The militant Jews burned the flags Friday in front of the federal courthouse where five self-described white supremacists pleaded guilty this week to an alleged firebombing at a Reno synagogue.

Bernstein added his voice to concerns also raised by the NAACP, the Anti-Defamation League and a Reno-based Latino civil rights group called Unlimited Intervention - as well as the rabbi of the Temple Emanu-El targeted in the attack in November.

''I think anytime you take an action that is inciteful, that is the wrong way to combat another inappropriate action,'' said Bernstein, a Las Vegas lawyer active in the Jewish community.

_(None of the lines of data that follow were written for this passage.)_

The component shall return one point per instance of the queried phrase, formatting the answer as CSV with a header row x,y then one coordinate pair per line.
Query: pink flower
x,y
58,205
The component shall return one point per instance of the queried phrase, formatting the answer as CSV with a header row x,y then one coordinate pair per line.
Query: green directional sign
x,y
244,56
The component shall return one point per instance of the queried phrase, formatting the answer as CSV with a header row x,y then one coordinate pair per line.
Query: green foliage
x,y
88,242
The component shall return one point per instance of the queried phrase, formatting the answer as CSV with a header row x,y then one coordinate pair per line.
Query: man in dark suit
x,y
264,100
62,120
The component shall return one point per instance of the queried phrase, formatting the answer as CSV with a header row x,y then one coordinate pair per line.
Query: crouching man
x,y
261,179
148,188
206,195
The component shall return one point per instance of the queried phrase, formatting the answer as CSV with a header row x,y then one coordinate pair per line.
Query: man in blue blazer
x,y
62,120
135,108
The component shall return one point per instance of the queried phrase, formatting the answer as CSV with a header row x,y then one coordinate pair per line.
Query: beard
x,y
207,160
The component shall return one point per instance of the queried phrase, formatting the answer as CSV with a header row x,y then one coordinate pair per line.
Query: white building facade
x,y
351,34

''I would have preferred to see the Jewish Defense League working in an education process instead of a process that attempts to inflame. I've always advocated that the best way to fight, racism, bias, bigotry and prejudice is education,'' he said in an interview.

Irv Rubin, international chairman of the Jewish Defense League based in Los Angeles, led the flag-burning demonstration.

He urged Jews to arm themselves against the growing number of racially motivated attacks across the country, including successful firebombings at three Jewish temples in Sacramento in the past year. He also pointed to Burford O. Furrow Jr., who is accused of opening fire on children at a Jewish Center in Los Angeles.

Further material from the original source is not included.